Maria Sharapova shows no remorse as she reflects on ban

Maria Sharapova shows no remorse as she reflects on ban
Maria Sharapova showed no remorse for her doping scandal on Tuesday as she spoke at a press conference ahead of her return to the sport next month.

The 29-year-old teared up as she spoke about being banned from the game but made no apologies for it, instead telling an audience in Rancho Mirage, California, that she felt vindicated to have had her punishment reduced.

She even slipped in a drugs joke while explaining how she’d spent some of her time off at the hedonistic music festival Coachella.

‘I was like oh so this is what is about – there is a 120,000 doing drugs that I am not aware of.’

Later, she said jovially: ‘I am skipping Coachella this year.
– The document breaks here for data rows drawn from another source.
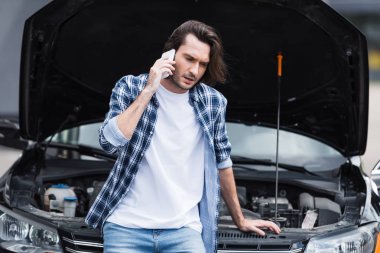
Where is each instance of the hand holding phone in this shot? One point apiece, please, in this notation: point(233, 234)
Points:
point(170, 56)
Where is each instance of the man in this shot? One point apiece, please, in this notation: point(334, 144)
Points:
point(163, 192)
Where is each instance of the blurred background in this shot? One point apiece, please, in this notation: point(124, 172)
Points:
point(364, 14)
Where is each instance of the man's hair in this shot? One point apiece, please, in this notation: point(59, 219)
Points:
point(216, 71)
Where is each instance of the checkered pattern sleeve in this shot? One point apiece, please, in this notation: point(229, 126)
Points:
point(123, 94)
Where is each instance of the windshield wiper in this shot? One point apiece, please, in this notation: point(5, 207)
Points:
point(268, 162)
I got my day job back!’

Sharapova was speaking at the ANA Inspiring Women Conference when she made the remarks.It was her first public speaking appearance since she was banned from tennis after being found with meldonium in her system at the 2016 Australian Open.
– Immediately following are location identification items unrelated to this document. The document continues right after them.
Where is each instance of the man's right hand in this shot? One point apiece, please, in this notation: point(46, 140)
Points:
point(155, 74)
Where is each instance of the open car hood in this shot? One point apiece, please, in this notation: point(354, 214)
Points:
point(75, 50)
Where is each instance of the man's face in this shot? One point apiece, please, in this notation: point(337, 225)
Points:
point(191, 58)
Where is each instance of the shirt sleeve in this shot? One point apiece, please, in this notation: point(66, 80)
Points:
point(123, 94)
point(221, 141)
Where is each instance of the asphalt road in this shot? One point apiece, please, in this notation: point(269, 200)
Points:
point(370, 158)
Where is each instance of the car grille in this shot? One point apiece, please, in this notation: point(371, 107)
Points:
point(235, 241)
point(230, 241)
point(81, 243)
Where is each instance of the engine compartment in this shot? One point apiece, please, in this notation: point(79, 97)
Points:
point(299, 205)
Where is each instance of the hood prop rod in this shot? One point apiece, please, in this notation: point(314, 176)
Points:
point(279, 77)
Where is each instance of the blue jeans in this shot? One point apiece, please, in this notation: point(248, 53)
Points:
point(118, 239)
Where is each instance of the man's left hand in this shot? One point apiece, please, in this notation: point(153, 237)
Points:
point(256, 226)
She was suspended from the sport in March while officials carried out an investigation and received her formal ban in June.

Officials initially banned her for two years but the punishment was reduced to 15 months after the Court of Arbitration for Sport recognized that her doping was unintentional. (Sharapova had been taking the drug for 10 years to treat a magnesium deficiency and family history of diabetes before it was added to the World Anti Doping Agency’s banned list in 2015).
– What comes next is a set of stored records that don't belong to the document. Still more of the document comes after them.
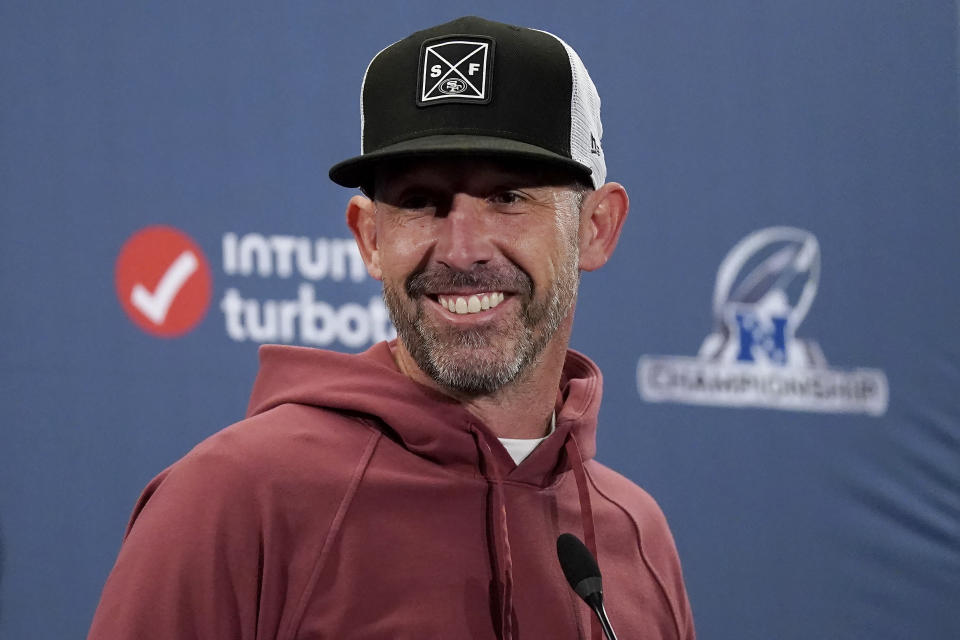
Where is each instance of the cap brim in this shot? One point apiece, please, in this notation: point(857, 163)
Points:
point(357, 171)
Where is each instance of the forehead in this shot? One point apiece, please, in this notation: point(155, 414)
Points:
point(457, 173)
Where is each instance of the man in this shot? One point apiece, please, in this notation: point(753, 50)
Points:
point(417, 490)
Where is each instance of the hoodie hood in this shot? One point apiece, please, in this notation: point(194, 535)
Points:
point(429, 424)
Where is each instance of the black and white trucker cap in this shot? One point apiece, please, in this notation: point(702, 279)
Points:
point(478, 88)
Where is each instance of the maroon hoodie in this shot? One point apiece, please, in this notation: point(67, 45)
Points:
point(355, 503)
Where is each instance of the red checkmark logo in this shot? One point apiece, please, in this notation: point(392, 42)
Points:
point(163, 281)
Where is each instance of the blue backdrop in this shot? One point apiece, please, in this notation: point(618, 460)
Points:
point(810, 472)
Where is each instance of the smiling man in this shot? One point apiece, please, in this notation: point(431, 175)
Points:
point(418, 490)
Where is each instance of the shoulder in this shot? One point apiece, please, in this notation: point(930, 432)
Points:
point(273, 461)
point(625, 494)
point(622, 497)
She fought the ban from the start, insisting she had done now wrong. On Tuesday, she carried on that same defiance as she reflected on the year.

‘To be in a moment where you feel or felt like you could have ended on someone else’s voice and someone else’s terms was very difficult to accept and that is why I fought so hard for the truth to be out.

‘You don’t realize how much you love something and how much something means to you until you lose it for some time,’ she said.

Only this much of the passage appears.